Broedbeperking

Uit Imkerpedia
Naar navigatie springen Naar zoeken springen

Bij broedbeperking wordt er voor gezorgd dat de moer gedurende het drachtseizoen minder eitjes kan leggen, waarbij er van wordt uitgegaan dat:

  • minder benodigde broedverzorging ertoe leidt dat er meer bijen (versneld) haalbijen kunnen worden zodat er meer bijen honing kunnen halen,
  • minder broedverzorging leidt tot langer levende bijen zodat deze bijen langer honing kunnen halen, en
  • het leggen van minder bevruchte eitjes minder snel leidt tot een lege spermatheca, oftewel minder snel leidt tot darrenbroedigheid[1].


Afhankelijk van o.a.:

  • de van toepassing zijnde klimatologische- en drachtomstandigheden,
  • de door de imker ook nog andere nagestreefde doelen,
  • de door de imker gebruikte bijenbehuizing[2],
  • etc.

wordt broedbeperking door verschillende imkers op verschillende manieren toegepast, leidende tot verschillende methoden van (of eigenlijk met) broedbeperking.

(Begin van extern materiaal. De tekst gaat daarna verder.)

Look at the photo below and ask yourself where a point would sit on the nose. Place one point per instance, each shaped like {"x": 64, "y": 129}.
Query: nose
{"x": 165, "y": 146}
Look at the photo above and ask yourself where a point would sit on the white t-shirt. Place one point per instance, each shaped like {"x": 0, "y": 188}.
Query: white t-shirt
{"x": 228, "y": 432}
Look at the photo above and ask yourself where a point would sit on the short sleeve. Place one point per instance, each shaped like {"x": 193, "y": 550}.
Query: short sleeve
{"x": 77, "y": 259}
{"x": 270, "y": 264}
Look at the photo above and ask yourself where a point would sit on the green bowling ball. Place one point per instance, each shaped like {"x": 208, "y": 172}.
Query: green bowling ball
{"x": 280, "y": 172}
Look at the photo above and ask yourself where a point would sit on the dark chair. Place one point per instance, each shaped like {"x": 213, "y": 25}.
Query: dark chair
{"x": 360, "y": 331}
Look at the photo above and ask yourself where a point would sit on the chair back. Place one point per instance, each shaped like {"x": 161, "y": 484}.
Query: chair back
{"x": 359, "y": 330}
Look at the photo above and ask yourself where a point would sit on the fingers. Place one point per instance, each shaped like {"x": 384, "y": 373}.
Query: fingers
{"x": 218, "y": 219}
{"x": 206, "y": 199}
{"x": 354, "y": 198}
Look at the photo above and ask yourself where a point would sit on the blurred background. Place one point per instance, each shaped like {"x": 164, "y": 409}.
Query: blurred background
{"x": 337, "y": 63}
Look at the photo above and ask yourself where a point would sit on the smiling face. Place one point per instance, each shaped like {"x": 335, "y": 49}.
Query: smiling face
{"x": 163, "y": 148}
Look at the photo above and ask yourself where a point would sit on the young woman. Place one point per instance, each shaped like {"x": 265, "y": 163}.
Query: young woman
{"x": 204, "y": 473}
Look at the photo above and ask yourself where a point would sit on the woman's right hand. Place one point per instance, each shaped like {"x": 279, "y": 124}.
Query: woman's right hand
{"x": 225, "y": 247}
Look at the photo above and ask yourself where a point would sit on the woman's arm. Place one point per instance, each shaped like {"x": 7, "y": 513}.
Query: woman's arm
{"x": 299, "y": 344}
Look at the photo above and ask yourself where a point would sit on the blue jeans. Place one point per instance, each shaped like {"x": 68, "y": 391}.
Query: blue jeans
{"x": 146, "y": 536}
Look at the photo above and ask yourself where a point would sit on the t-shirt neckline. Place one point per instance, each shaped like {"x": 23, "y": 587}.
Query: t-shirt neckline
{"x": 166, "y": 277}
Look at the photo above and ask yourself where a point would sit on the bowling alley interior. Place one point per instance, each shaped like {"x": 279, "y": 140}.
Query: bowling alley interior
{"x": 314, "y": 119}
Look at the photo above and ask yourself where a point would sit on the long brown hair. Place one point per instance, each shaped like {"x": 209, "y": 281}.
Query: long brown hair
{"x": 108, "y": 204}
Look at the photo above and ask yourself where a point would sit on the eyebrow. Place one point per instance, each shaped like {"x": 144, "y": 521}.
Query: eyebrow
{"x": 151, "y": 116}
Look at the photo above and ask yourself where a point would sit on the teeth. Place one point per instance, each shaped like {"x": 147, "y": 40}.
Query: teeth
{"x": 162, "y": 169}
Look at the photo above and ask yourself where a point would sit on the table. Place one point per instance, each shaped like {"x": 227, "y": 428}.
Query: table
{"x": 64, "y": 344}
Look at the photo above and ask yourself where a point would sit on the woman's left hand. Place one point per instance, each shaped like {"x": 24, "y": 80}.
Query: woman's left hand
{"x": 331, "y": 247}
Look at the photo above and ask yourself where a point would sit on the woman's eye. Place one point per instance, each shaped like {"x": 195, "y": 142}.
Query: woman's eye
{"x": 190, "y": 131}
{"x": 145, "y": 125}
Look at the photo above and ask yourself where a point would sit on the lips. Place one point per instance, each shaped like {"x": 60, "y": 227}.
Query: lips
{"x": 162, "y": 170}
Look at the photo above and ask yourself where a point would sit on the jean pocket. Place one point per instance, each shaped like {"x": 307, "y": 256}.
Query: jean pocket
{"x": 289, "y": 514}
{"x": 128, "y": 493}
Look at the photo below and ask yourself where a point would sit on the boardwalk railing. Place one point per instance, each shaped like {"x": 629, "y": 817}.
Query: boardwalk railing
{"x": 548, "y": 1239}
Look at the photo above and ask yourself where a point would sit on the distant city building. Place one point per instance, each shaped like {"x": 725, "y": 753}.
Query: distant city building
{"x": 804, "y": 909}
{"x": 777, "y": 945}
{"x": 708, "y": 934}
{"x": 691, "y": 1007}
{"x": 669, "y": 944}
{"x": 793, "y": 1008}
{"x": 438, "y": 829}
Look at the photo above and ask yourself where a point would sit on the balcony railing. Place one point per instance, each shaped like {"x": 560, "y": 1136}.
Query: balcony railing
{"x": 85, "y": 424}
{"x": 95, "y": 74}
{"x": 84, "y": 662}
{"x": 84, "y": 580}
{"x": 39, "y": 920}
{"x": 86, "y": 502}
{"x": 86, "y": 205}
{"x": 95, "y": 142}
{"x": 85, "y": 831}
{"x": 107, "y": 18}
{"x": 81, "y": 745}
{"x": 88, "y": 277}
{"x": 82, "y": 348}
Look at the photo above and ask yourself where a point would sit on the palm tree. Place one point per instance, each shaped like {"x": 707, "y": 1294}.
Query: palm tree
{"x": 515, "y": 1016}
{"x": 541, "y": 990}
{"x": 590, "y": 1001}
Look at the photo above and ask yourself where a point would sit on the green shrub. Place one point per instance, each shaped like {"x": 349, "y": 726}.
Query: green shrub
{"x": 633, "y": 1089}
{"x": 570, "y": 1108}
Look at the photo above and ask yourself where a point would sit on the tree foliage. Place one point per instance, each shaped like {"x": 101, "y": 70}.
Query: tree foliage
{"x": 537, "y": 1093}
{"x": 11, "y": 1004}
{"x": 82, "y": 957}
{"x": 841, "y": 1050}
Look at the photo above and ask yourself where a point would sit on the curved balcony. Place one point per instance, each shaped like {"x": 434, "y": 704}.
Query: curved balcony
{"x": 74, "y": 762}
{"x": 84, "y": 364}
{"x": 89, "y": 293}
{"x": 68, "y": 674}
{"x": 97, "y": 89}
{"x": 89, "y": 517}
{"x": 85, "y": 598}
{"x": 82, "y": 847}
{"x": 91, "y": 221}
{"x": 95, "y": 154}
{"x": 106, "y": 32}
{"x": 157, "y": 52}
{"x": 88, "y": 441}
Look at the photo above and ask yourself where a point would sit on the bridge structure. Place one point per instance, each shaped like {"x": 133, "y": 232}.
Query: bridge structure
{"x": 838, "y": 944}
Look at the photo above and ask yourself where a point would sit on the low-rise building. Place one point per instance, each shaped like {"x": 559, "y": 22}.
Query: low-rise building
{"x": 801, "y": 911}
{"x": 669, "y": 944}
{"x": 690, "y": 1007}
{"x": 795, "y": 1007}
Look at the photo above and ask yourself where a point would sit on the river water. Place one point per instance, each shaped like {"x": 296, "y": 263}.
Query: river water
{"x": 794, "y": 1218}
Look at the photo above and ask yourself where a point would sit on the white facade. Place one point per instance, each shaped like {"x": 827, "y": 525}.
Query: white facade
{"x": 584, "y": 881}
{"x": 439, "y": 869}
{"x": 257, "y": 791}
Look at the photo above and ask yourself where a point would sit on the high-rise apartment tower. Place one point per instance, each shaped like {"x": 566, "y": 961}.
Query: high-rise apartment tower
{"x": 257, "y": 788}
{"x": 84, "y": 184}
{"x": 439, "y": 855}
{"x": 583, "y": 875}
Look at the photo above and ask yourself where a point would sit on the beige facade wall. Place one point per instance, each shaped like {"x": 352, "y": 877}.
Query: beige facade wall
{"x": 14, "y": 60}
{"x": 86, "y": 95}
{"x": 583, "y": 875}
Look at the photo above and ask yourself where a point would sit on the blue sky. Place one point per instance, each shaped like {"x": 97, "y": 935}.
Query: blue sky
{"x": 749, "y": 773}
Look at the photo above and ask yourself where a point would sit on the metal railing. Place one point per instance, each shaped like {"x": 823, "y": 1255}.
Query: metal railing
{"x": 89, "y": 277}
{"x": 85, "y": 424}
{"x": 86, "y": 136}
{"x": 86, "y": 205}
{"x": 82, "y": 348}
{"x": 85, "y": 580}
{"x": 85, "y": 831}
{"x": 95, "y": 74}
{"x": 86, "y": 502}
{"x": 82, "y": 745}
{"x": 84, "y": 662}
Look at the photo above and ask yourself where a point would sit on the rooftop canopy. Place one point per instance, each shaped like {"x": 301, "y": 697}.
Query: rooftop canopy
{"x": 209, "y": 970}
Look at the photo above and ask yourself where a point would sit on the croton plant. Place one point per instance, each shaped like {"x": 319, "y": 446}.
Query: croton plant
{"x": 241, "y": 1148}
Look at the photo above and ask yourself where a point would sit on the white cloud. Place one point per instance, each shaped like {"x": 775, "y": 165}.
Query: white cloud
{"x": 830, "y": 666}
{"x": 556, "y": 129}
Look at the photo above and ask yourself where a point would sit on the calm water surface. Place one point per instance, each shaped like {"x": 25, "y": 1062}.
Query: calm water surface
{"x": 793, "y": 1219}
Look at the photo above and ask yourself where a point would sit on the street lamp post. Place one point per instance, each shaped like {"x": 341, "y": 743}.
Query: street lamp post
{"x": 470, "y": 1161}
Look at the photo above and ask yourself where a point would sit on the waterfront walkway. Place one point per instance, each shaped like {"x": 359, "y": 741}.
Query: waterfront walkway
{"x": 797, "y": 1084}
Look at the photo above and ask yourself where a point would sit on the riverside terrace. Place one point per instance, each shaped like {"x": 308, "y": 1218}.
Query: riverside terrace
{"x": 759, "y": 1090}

Op Imkerpedia wordt alleen de door Henri Renson toegepaste methode besproken omdat hij aan de basis ligt van het toepassen van broedbeperking, te weten de Renson broedbeperking.

Voetnoten

  1. Waardoor je dus bijvoorbeeld ook langer met een goede teeltmoer kunt doen.
  2. Immers, bijvoorbeeld, bij kleinere ramen vind de beperking op meer ramen plaats dan bij grotere ramen (waarbij je dan de overtollige ruimte in de bijenkast vult met vulblokken, of iets anders met/in die overtollige ruimte doet).